# I need advice on my "fustrating" situation!



## Raynedrop (Dec 8, 2015)

I have been living together with my now husband for 1 year, legally married for 3. Before we got married he lied about his age. He said he was 27 ( I was 33). When we got legally married (I gave birth to his son that year) I found out his legal age. I'm now 37 and he is only 24! He had fake documentation that made him older (he's in the process of getting his residency as I am a US citizen).
We got separated last year because he just doesn't respect me as a wife, yet he wants me to be a submissive wife. (He's macho on things that are convenient to him). We were separated for 6 months. I had a boyfriend during that time. We got back together as he would beg me every week to go back. When we decided to get back together and he moved all his things back, he told me he had a girl living with him (same age, hometown, etc.) and she may be pregnant. Turns out, she was. She was sending him nude pics of her and texts. I got a gut feeling and started snooping. He would call her 5-7 times a day for 3-4 months everyday. His excuse was that he left her for me and sent her to their hometown pregnant so he felt bad. Of course, I felt worst as he was not considering how bad it looks on him and how I felt about it as to me its cheating and betrayal.
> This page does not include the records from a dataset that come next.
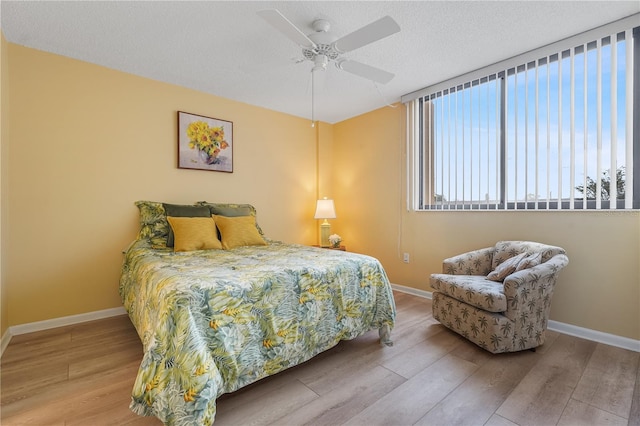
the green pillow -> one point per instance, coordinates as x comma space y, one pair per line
231, 210
179, 210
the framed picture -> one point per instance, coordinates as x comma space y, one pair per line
204, 143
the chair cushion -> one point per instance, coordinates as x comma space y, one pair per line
506, 268
474, 290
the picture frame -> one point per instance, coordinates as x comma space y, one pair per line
204, 143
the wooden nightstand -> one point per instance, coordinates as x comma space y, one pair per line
342, 248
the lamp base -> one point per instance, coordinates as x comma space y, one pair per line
325, 231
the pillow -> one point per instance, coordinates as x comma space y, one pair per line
530, 261
153, 223
194, 233
238, 231
178, 210
232, 210
506, 268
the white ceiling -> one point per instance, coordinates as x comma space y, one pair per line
225, 49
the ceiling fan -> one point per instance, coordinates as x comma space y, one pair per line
321, 47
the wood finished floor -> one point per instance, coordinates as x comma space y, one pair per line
83, 375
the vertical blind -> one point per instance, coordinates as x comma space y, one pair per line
554, 132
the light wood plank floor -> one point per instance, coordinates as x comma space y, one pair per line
83, 375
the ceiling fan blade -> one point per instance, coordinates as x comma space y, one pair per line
365, 71
282, 24
375, 31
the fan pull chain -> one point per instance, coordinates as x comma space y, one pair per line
313, 122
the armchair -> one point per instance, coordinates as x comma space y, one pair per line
499, 316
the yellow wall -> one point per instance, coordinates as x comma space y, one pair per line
4, 138
88, 141
599, 290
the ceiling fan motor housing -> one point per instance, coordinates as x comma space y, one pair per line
323, 40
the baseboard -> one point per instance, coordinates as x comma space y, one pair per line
6, 338
411, 290
63, 321
594, 335
560, 327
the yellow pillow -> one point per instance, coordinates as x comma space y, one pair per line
238, 231
194, 233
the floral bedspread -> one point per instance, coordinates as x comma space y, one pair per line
213, 321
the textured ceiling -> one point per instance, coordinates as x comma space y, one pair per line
226, 49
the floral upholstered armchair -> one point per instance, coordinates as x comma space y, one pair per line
499, 297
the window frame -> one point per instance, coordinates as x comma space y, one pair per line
417, 171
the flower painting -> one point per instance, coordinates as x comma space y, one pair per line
204, 143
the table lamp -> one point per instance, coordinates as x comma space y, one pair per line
325, 210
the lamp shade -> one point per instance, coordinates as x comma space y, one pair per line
325, 209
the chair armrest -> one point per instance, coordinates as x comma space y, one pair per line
477, 262
530, 290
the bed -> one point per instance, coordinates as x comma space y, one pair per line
212, 321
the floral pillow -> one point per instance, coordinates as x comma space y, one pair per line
153, 223
530, 261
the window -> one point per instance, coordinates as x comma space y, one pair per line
540, 131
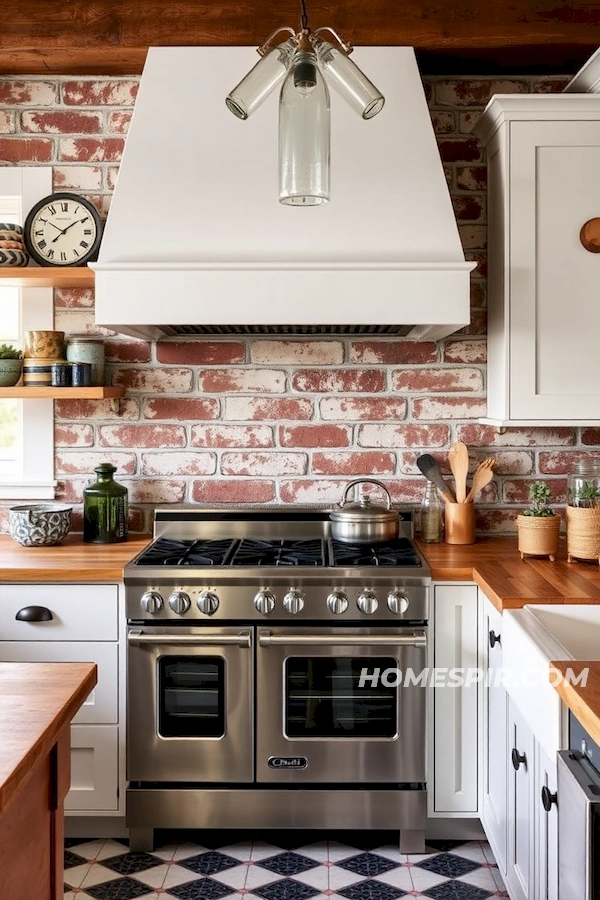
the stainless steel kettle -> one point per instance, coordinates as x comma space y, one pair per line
364, 522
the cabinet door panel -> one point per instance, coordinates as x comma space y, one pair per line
521, 831
80, 612
546, 829
101, 706
94, 768
555, 316
494, 744
455, 708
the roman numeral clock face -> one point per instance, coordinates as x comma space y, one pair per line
63, 230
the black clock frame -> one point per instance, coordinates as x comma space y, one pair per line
89, 256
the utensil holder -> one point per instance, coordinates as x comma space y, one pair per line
460, 523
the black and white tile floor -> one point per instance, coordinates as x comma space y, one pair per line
279, 867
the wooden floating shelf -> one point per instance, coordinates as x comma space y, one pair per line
39, 276
22, 392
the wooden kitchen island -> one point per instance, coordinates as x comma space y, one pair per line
37, 703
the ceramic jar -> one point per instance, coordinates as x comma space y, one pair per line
88, 350
39, 525
44, 345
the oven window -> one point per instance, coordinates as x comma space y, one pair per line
323, 699
191, 696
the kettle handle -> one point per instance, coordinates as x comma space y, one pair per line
366, 481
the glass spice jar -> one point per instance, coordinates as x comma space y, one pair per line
432, 522
105, 508
583, 485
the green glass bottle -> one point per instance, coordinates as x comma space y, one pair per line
105, 508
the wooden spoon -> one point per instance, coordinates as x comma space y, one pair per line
433, 473
459, 463
482, 476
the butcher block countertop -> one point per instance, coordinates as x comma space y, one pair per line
36, 701
510, 582
493, 563
584, 702
71, 561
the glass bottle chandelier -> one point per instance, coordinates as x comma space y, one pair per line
300, 61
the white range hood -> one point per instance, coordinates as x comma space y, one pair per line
196, 241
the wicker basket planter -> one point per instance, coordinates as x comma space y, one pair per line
583, 533
538, 535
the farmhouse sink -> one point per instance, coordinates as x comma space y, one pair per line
531, 638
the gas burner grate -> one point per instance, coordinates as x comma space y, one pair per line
399, 552
167, 552
279, 553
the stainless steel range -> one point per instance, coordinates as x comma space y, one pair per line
267, 676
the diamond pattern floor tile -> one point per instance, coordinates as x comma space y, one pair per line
368, 864
295, 866
288, 863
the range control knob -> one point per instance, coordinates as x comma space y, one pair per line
337, 603
293, 602
208, 602
397, 602
264, 602
151, 602
179, 602
367, 602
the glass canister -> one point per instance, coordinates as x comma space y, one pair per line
432, 521
105, 508
583, 485
90, 350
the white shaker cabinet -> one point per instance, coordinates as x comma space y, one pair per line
543, 313
494, 710
77, 623
454, 709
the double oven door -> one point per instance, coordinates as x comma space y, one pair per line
319, 719
313, 713
190, 701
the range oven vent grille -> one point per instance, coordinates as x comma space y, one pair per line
182, 330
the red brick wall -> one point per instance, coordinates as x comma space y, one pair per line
290, 421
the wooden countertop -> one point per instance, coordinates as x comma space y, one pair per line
493, 563
36, 702
584, 702
71, 561
510, 582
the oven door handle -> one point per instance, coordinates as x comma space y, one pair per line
194, 640
412, 639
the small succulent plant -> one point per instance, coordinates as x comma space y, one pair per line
7, 351
539, 498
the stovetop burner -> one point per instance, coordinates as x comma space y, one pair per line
279, 553
167, 552
399, 552
252, 552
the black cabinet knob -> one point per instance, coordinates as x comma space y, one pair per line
34, 614
548, 798
518, 759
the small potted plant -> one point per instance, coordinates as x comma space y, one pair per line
11, 364
538, 525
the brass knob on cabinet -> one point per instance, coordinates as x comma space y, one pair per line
590, 235
518, 759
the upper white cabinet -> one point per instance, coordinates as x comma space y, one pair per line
543, 313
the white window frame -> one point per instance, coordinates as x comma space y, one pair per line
34, 476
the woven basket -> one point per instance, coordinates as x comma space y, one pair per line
583, 533
538, 535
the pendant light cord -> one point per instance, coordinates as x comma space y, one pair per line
303, 16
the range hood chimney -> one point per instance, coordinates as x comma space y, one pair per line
197, 243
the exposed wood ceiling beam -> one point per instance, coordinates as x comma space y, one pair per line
112, 36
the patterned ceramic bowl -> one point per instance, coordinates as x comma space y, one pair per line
39, 525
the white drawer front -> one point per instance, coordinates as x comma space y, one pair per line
101, 707
80, 612
94, 768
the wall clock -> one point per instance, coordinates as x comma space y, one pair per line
63, 230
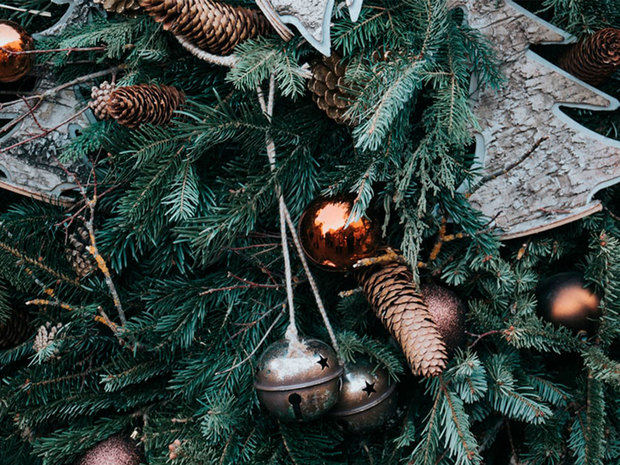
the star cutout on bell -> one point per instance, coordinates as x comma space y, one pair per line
323, 362
370, 388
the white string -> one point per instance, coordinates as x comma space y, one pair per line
291, 332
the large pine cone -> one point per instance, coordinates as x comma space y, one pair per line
120, 6
397, 303
15, 331
80, 258
214, 27
329, 89
132, 106
594, 59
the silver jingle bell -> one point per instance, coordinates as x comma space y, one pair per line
298, 381
367, 398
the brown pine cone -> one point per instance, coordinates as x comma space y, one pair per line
80, 258
595, 58
329, 89
212, 26
132, 106
119, 6
398, 304
14, 331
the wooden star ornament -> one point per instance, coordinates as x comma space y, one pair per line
539, 168
312, 18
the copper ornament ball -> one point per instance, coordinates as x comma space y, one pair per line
327, 239
448, 313
298, 381
113, 451
14, 38
564, 299
367, 398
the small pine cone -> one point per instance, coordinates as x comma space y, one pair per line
594, 59
119, 6
212, 26
329, 89
132, 106
80, 258
14, 331
99, 98
398, 304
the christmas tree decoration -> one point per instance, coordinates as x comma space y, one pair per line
116, 450
120, 6
595, 58
78, 255
312, 19
212, 26
367, 397
539, 168
29, 162
133, 106
395, 300
14, 331
298, 380
329, 89
448, 313
565, 300
328, 238
14, 40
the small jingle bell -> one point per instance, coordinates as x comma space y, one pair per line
298, 381
367, 398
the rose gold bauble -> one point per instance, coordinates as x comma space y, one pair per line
448, 313
14, 38
565, 300
113, 451
327, 239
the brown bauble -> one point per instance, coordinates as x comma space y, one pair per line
565, 300
116, 450
327, 239
14, 38
448, 313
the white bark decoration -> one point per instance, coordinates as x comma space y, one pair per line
31, 168
540, 168
312, 18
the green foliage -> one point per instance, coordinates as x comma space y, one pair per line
186, 219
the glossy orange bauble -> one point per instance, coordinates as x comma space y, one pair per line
14, 38
564, 299
327, 239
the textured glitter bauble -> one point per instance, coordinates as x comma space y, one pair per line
113, 451
448, 313
14, 39
565, 300
367, 397
327, 239
298, 381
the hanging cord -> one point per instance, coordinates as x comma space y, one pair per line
292, 335
286, 216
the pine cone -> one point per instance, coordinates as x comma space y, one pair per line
119, 6
80, 258
397, 303
329, 90
595, 58
211, 26
132, 106
14, 331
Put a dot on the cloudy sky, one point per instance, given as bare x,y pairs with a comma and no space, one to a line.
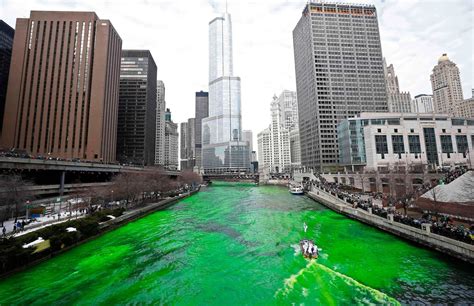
414,34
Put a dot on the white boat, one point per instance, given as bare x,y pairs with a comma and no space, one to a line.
296,189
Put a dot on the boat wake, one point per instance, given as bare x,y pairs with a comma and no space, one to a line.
316,280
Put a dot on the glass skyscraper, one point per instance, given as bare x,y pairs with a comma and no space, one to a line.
223,149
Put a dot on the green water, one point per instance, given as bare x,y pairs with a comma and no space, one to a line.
238,244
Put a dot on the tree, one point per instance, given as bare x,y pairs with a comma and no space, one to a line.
13,194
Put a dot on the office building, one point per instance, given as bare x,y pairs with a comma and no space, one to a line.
160,124
383,141
187,145
62,97
339,74
201,112
183,128
171,142
247,136
465,108
264,150
398,102
223,149
6,45
422,104
136,130
446,85
284,120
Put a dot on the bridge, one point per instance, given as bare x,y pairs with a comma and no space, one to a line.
231,177
56,177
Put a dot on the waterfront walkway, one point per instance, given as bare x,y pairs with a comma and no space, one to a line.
422,235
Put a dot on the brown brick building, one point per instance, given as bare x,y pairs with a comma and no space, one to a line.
62,96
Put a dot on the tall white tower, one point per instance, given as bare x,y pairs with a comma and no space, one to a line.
223,147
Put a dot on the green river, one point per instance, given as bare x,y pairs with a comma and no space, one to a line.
238,244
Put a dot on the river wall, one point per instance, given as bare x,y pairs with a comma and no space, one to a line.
423,236
109,225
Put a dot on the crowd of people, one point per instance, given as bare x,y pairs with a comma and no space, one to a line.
449,176
441,226
23,154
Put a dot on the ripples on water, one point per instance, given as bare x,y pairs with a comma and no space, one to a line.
238,244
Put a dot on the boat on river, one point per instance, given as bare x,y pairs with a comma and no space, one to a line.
309,249
296,189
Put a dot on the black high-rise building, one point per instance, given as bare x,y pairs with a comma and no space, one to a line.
137,108
6,45
202,111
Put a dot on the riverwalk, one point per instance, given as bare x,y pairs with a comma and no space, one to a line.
422,236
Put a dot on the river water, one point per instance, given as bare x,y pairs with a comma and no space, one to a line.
238,244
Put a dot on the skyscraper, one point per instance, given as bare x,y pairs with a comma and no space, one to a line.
187,144
446,84
183,154
201,112
171,142
284,120
422,104
160,124
62,96
223,148
339,73
136,130
398,102
6,45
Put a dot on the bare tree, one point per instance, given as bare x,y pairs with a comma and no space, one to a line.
13,194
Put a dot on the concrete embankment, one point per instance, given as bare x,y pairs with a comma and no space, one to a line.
424,237
107,226
141,212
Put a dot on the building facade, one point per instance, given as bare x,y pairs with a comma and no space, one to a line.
183,157
446,85
264,150
201,112
422,104
62,97
398,102
160,124
284,121
223,149
136,130
465,108
382,141
6,44
339,74
188,144
171,143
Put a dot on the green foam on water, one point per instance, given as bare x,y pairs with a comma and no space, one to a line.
238,244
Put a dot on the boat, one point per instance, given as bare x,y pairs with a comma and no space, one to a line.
313,246
296,189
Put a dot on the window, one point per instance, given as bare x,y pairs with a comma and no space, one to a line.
414,144
397,144
446,144
381,146
461,143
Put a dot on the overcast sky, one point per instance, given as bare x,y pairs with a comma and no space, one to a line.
414,34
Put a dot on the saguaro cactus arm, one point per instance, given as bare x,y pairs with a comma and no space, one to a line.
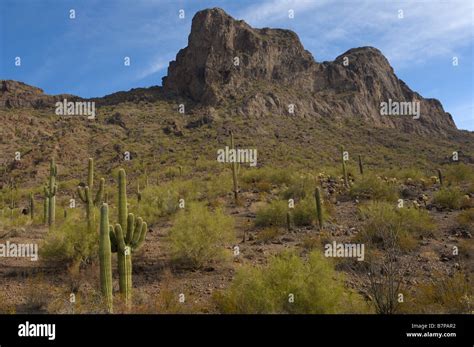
105,257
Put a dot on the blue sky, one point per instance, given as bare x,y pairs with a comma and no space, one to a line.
85,56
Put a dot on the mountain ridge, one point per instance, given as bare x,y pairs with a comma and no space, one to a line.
274,73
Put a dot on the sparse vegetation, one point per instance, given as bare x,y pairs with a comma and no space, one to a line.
199,236
313,284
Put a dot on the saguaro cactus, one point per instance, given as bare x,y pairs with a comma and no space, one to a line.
234,169
45,209
135,232
105,257
50,192
319,210
361,168
288,221
85,194
32,206
344,168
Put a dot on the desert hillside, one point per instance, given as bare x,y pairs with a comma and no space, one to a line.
239,236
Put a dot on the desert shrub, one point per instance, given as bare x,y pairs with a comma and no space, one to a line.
70,242
163,200
314,285
371,187
385,223
215,186
300,188
415,175
268,234
305,212
459,173
199,236
444,294
273,214
466,219
451,197
271,176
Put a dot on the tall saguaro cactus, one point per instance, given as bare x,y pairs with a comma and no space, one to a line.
32,206
127,237
361,167
105,257
234,169
85,194
45,209
319,210
344,168
50,192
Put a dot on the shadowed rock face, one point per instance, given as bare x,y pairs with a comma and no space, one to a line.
274,70
14,94
261,72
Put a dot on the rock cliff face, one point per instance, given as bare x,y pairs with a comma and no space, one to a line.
14,94
264,71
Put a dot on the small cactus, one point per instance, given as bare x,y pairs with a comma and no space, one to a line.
319,210
85,194
45,209
105,257
50,193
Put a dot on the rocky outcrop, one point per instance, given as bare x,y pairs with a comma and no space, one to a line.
262,72
14,94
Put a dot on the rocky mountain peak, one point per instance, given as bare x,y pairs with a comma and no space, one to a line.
224,55
268,69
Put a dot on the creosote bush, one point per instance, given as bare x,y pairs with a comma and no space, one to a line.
288,284
200,236
384,222
303,214
371,187
271,176
273,214
445,294
466,219
70,242
451,197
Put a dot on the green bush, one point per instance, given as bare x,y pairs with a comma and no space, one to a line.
459,173
70,242
305,212
466,219
314,285
385,223
451,197
199,236
300,188
270,176
273,214
444,294
371,187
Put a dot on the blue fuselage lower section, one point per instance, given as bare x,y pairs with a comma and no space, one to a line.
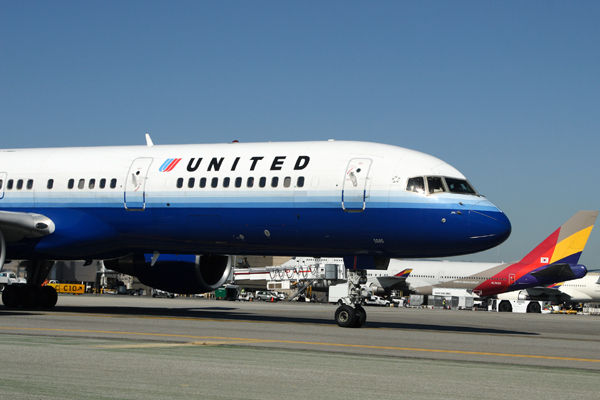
109,232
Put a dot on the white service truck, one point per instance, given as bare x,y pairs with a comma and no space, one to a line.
514,302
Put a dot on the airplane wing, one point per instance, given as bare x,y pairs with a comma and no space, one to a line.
15,226
392,282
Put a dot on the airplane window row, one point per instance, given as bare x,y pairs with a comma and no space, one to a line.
439,184
20,184
90,185
10,184
473,277
226,182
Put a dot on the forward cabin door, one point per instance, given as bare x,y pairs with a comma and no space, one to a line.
135,184
3,176
356,186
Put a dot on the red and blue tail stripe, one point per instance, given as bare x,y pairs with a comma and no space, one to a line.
169,164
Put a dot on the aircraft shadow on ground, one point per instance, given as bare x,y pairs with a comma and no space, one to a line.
233,313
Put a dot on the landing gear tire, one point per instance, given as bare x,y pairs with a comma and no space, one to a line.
505,306
345,316
11,296
361,317
534,307
31,297
49,297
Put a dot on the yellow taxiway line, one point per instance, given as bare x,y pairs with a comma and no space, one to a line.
218,340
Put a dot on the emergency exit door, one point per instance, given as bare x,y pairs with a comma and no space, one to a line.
135,184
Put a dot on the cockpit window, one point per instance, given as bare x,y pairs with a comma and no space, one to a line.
435,184
459,186
416,185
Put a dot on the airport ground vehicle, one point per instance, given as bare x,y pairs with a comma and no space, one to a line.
266,296
10,278
518,306
7,278
377,301
162,293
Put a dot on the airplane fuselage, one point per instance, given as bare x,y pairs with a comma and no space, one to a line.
303,198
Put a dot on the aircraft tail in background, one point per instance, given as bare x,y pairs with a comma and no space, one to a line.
566,243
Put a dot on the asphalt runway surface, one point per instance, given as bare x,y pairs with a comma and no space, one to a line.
110,346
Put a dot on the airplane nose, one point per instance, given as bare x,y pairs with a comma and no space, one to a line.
488,224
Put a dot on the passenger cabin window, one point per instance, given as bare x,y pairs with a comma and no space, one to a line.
435,184
416,185
460,186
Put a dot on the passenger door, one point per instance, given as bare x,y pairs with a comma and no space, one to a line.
135,184
3,176
355,189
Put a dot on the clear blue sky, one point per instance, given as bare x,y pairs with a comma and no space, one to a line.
508,92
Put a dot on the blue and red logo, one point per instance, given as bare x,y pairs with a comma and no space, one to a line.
169,164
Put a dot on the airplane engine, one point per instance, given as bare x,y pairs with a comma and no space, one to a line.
183,274
378,290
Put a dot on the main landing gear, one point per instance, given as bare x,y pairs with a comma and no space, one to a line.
351,314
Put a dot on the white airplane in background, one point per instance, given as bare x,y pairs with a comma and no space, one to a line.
582,290
173,215
552,261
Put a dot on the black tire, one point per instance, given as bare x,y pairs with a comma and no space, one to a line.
31,297
505,306
345,316
534,307
361,317
49,297
11,296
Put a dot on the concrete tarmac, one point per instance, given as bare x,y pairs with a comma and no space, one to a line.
138,347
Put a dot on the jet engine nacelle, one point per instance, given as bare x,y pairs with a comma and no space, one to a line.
183,274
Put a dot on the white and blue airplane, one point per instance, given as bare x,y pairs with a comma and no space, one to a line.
173,214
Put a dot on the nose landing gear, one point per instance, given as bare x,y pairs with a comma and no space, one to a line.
351,314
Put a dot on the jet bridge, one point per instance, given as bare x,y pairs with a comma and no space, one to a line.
297,275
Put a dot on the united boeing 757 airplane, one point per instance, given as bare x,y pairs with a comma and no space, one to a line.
554,260
172,215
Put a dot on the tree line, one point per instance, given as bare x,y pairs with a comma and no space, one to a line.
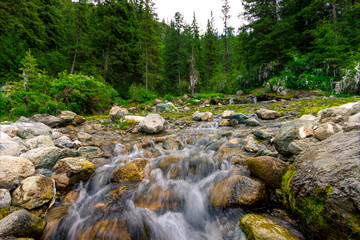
308,44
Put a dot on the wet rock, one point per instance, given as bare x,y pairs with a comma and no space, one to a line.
252,144
227,113
267,169
47,157
137,119
239,117
10,130
21,224
227,152
324,183
239,191
71,118
9,147
13,170
267,114
197,116
152,123
39,141
326,130
90,152
131,171
261,228
106,229
224,123
207,117
33,192
5,198
117,112
84,137
289,132
162,107
76,169
48,120
261,134
252,122
28,128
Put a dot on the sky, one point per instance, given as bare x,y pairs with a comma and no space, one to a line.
166,9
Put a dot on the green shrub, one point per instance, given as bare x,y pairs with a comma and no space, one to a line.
140,94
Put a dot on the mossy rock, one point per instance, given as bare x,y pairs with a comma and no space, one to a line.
256,227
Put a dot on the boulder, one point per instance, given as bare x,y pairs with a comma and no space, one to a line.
137,119
71,118
261,228
21,224
197,116
251,122
117,112
237,191
48,120
267,114
207,117
47,157
152,123
239,117
10,130
263,135
267,169
133,171
323,187
252,144
326,130
28,128
33,192
90,152
227,113
289,132
13,170
39,141
5,198
75,169
162,107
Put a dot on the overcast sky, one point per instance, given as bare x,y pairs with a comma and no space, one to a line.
166,9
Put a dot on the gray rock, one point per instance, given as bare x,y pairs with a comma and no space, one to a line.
117,112
289,132
261,134
152,123
48,120
33,192
13,170
21,224
328,172
5,198
162,107
252,122
10,130
39,141
28,128
47,157
239,117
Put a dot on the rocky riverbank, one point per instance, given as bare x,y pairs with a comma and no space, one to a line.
257,158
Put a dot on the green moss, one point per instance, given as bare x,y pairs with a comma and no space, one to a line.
4,212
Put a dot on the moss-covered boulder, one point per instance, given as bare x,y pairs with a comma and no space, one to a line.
267,169
257,227
322,187
237,191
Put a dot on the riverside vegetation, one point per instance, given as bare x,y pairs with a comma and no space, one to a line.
198,168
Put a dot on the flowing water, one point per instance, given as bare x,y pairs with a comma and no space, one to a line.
171,202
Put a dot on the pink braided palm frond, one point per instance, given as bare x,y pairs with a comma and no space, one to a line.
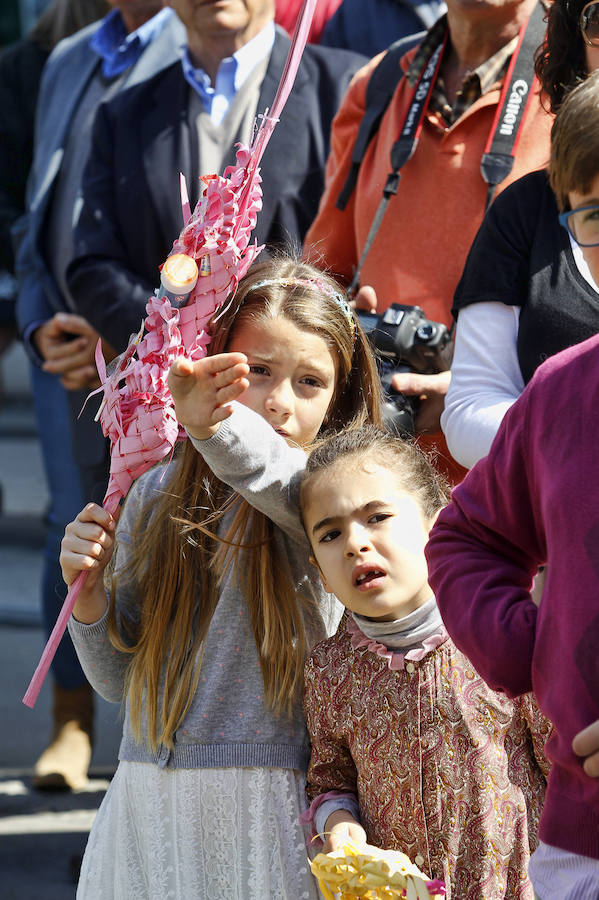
137,412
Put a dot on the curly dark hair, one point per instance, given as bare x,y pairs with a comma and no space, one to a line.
560,62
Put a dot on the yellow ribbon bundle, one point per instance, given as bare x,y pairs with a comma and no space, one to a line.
351,872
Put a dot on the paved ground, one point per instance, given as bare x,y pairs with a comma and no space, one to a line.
42,835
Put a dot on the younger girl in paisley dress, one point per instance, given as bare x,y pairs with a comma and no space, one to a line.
411,750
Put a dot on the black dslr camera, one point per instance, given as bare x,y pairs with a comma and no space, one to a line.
405,341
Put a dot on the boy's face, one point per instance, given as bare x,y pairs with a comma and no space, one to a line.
368,537
590,198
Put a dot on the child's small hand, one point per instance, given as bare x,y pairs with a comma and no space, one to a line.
202,390
87,546
340,828
586,743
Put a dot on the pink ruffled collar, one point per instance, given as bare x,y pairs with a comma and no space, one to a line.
395,658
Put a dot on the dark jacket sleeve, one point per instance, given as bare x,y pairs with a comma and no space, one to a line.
107,288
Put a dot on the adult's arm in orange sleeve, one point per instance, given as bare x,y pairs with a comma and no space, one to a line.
331,241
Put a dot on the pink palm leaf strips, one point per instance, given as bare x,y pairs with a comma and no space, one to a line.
137,411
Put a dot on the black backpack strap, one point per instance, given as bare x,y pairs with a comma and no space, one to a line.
381,87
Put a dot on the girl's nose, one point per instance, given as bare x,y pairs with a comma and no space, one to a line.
357,542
According to him, she does not want nothing to do with him nor money as he was not present at the baby's birth. (He couldn't leave the country as he is illegally here). 
I forgave him for all that. 

Now, several times we have agreed to be "roommates" but of course our sexual desire takes over and we forget. (or pretend). We agreed for him to stay and pay $500 weekly for home expenses etc. (he makes about $900 a week). At times, he only gives me $300 and says that he has to save $$ for his immigration lawyer. Lawyer has not been paid one cent and I have been doing all the paperwork. So, of course I think he may be sending her money as by middle of the week I have to give him money for his 1 pack a day cigarette habit. He denies sending money as supposedly she wants noting to do with him, even though she has posted poems and quotes about him in facebook without giving his name.

He is distant at times (even before the separation) and immature (my fault for believing he was mature since he lied about every aspect of his life!) He blames me for always nagging and not being romantic. Yes, I nag especially when he is disrespecting me by making a mess. If he does not want to help around the house, fine but I'd prefer it for him not to make me work extra by cleaning up after him. I am not social and I am not a smiling happy-go-lucky person. (Self conscious about my teeth). He thinks I'm always in a bad mood and not willing to be happy. Generally, I'm content and I feel I don't have to smile to show him. He already knows this as we talk about it constantly.

I have contemplated divorce several times but I feel like I got to pay the end of my bargain by filing for his US residency as I said I would. Yet, he pushes every button of my rageaholic nature! I even feel better when he is not around the house. Because of my beliefs, I feel I have to be a good wife regardless of how bipolar he is and impatient I am. At times, he is fun and considerate. Other times he "playfully" puts me down. Other times he just gets in his little shell.

With the money that he gives me, my kids and I wont be able to have the current lifestyle that we have. I would have to give up my vehicle. Change my job to the city we currently live in instead of 30 miles away. He says he does not want a divorce as he loves me (I seriously doubt it), and that it is not good for our kid, and he has no place to go. Almost every week, we have an argument over money, his lack of consideration for me and others, and other things that we hate about each other.

If I divorce him while the residency process is ongoing, he will lose any chance to be legal in the US. 

How can I get thru ALL of this? Any tips on how to cope? Should I continue to "pose" as a good wife? Or should I just take the plunge and divorce him and not care about his stability issue even when we have a son together? Any advice would be helpful as I am desperate.


----------